Simplicial quantum dynamics

TL;DR

This paper proposes a novel approach to quantum field theory using simplicial decompositions, leading to a regularized, finite-dimensional framework that alters fundamental principles like the uncertainty principle and offers new insights into quantum gravity.

Contribution

It introduces a simplicial quantization method that replaces traditional infinite-dimensional spaces with high-dimensional spinor spaces, providing a new perspective on quantum dynamics and gravity.

Findings

Replaces infinite-dimensional Hilbert spaces with finite-dimensional spinor spaces.

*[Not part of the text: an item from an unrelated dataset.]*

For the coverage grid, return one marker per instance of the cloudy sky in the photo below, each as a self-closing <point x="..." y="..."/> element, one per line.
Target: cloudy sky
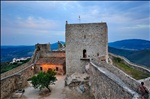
<point x="31" y="22"/>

Reformulates gauge bosons and gravity as bound fermion pairs.

Suggests a new regularization scheme altering the uncertainty principle at small scales.

Abstract

Present-day quantum field theory can be regularized by a decomposition into quantum simplices. This replaces the infinite-dimensional Hilbert space by a high-dimensional spinor space and singular canonical Lie groups by regular spin groups. It radically changes the uncertainty principle for small distances. Gaugeons, including the gravitational, are represented as bound fermion-pairs, and space-time curvature as a singular organized limit of quantum non-commutativity. Keywords: Quantum logic, quantum set theory, quantum gravity, quantum topology, simplicial quantization.